Similarly, it was agreed to go ahead with the proposals for versioned MUD and Split of Linux upgrade from ELFMS upgrade. In a first phase this will only affect what is now called the default templates, which are automatically created from what is provided by the linux support.
Agreed actions
- Plumbing of the CDB structure to add a variable per cluster which will indicates which software template version is used in a machine/cluster. The variable will contain a tag of the form YEAR_VERSION_(minor/major) and will be used to define which default template is included, cluster per cluster, using a conditional include. This is to be implemented by CDB support team.
- PES/PS section will take care of defining when the scheduled update should take place and creates the corresponding version templates. At the same time, all Service Managers will be notified whenever a new version template is made available.
- Linux Support team already provides a tool to define package lists. CF-ASI provides and runs the script that creates the templates with the defaults.
- Responsibility for pushing software upgrades resides on the service managers of each cluster. Such software upgrade will not just be pushed to all clusters automatically as it has happened until now. It has been suggested to provide a script which will make a best-effort attempt to automatically deploy the changes per-cluster. It would mail the service managers with the result (i.e. commit failures would be notified to the service manager). This would allow automatic updates on well-managed clusters to proceed without having to bother the service manager.
- Pakiti will be deployed in all quattor managed machines for the purpose of identifying machines which are not up-to-date. Pakiti will be monitored (via Lemon) to make sure it runs properly in all quattor machines. This will initially be implemented by PES/PS. Later on, the service could be passed over to the CDB support team.
- The CDB variable that defines the software version on each cluster will also be looked at to detect clusters that are not being maintained.
- A kind of logbook to keep track of versioning (particularly for ELFM software) is really needed.This item is to be addressed on a future ELFMS meeting.
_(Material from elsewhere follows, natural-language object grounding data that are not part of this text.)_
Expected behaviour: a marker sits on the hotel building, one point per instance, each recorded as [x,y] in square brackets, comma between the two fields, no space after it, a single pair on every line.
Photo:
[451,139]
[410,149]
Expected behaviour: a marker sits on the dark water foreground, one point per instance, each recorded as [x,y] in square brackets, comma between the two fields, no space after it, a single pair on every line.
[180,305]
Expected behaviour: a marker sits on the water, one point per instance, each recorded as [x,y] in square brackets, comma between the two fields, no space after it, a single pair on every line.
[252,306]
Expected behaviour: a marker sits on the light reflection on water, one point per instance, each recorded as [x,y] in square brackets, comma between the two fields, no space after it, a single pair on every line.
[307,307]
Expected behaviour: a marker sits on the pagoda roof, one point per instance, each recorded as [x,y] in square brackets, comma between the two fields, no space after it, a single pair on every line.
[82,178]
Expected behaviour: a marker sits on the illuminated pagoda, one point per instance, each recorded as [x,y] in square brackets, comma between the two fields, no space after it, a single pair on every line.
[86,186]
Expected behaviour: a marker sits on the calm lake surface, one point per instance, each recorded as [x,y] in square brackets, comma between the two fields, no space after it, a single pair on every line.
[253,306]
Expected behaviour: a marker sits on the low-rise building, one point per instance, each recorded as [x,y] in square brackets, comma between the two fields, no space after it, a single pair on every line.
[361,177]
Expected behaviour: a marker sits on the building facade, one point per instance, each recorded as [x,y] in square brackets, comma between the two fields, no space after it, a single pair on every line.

- Changes (related to software upgrades) should be better announced. This is something to be addressed within the field of Change Management.The changes mentioned in this document, once in place, should be announced in CCSR and all previously used information channels. The security team should also be informed of these changes. A migration plan should be provided and advantages for service managers and for site security of the changes above should be highlighted.
- If possible, all of the above should be ready for next monthly software upgrade.
- A twiki page explaining what Service Managers are meant to do will be provided by PES/PS.
Other Suggestions/Concerns
- This new scheme may end up in a large number of different software release versions on different clusters. Therefore, a mechanism is needed which tries to keep the entropy under control. The CDB variable is the easiest starting point for determining clusters that are not being updated. It would be the service manager's responsibility to use this variable to understand the need to update their cluster, with ultimate compliance being monitored by the security team.
- It was suggested that the versioning of the templates should follow the Redhat release cycles, to allow service manages to judge immediately what this update may involve (quarterly updates), but such a scheme has been refused because it is considered to be too complicated.